The question now is whether Marcus built this camp himself, perhaps as part of some kind of wilderness survival experiment or psychological crisis, or whether he encountered someone who was already living there. Did he seek them out? Was he held there against his will? Or did something else entirely happen in those woods? Something we still don’t fully understand.
The investigation has been officially reopened, this time with federal involvement. The FBI has deployed specialized teams to search the area around the camp more thoroughly, using ground-penetrating radar, cadaver dogs, and advanced forensic techniques. They’re looking for more evidence for anything that might explain who else was in that forest and what role they played in Marcus Chun’s fate.
Conclusion
But here’s what makes this case so haunting, so emblematic of the mysteries that seem to plague our national parks. Even with all of our modern technology, even with all of our investigative techniques and resources, we still don’t have definitive answers. The forest, it seems, guards its secrets jealously.
What we do know is this: Marcus Chun walked into Olympic National Park in September of 2019. A living, breathing human being with plans and hopes and a life waiting for him back in the city. Somewhere in that vast wilderness, in those ancient forests where the trees have stood for centuries and will stand for centuries more, something happened to him. Whether it was an encounter with another person, a psychological break brought on by isolation, or something else entirely, we may never fully know.

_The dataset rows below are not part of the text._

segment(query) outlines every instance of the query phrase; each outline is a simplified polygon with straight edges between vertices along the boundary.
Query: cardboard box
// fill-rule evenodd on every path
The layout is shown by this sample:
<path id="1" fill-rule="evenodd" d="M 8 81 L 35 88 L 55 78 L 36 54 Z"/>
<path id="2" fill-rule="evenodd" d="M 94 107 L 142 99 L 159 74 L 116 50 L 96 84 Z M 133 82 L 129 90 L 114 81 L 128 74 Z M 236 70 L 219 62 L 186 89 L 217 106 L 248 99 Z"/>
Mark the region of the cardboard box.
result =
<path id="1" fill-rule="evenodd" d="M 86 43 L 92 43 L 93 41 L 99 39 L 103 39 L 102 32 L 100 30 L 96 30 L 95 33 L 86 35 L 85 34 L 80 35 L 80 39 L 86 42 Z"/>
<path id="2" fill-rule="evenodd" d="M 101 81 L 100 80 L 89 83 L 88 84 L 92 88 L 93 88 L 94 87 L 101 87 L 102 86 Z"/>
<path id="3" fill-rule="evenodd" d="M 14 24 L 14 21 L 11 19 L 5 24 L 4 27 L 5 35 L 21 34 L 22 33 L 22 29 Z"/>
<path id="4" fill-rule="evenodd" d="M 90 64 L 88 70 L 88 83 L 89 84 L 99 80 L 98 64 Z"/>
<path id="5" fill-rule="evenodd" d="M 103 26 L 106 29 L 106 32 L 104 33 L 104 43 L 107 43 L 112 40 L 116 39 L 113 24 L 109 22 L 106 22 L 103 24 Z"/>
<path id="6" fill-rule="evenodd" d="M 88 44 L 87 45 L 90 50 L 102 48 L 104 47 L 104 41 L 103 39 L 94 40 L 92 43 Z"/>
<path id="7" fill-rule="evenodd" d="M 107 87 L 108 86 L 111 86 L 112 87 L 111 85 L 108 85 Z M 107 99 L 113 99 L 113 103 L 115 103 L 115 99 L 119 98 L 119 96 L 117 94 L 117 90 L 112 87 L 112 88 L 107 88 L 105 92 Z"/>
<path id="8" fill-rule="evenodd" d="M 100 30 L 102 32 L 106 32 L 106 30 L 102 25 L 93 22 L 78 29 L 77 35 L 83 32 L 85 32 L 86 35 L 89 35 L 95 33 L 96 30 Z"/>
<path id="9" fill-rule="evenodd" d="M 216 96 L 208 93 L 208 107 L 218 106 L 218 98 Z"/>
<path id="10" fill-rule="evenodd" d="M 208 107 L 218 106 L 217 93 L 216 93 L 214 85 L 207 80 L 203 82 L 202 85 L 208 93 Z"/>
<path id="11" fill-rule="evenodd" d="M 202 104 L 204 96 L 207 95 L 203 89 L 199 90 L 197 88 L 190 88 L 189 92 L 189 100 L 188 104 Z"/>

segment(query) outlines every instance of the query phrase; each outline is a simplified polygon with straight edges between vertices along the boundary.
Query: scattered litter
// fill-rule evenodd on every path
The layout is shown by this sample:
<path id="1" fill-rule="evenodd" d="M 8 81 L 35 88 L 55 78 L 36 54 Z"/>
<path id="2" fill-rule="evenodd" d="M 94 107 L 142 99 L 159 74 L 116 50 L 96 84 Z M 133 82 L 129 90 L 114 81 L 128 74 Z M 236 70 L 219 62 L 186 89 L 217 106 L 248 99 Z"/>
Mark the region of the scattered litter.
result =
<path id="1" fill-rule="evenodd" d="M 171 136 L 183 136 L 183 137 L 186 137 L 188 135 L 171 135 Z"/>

His body was found in a coffin, hanging from a tree—a bizarre and unsettling end that raises more questions than answers. The camp discovered later suggests a timeline and a sequence of events that investigators are still trying to piece together. And somewhere out there, there may be someone who knows exactly what happened. Someone who helped build that coffin. Someone who lifted it into the tree. Someone who has remained silent while a family grieved and investigators searched for answers.
The Olympic National Park remains open. Of course, thousands of people hike its trails every year, marveling at the massive trees, the lush ferns, the rushing rivers. Most of them will have perfectly safe and enjoyable experiences. They’ll take their photos, have their moment of connection with nature, and return home with nothing but good memories.
But sometimes, when the fog rolls in thick, when you’re miles from the nearest trailhead, when you hear something moving in the underbrush that you can’t quite see, you might find yourself thinking about Marcus Chun. You might wonder what he saw in his final days. You might wonder if that arrangement of sticks you just passed was natural or deliberate. You might wonder who else is out there watching from the shadows between the trees.
The forest keeps its secrets. It has kept them for thousands of years, and it will keep them for thousands more. We are just visitors in that ancient realm—temporary intrusions into a world that operates by rules we don’t fully understand and can’t completely control. We bring our maps and our GPS devices and our satellite communicators, and we convince ourselves that we’ve mastered the wilderness, that we’ve made it safe and knowable. But cases like Marcus Chun’s remind us that the wild places are still wild. That there are still corners of our world where the unknown lurks, where answers are elusive, and where the boundary between the natural and the inexplicable becomes blurred.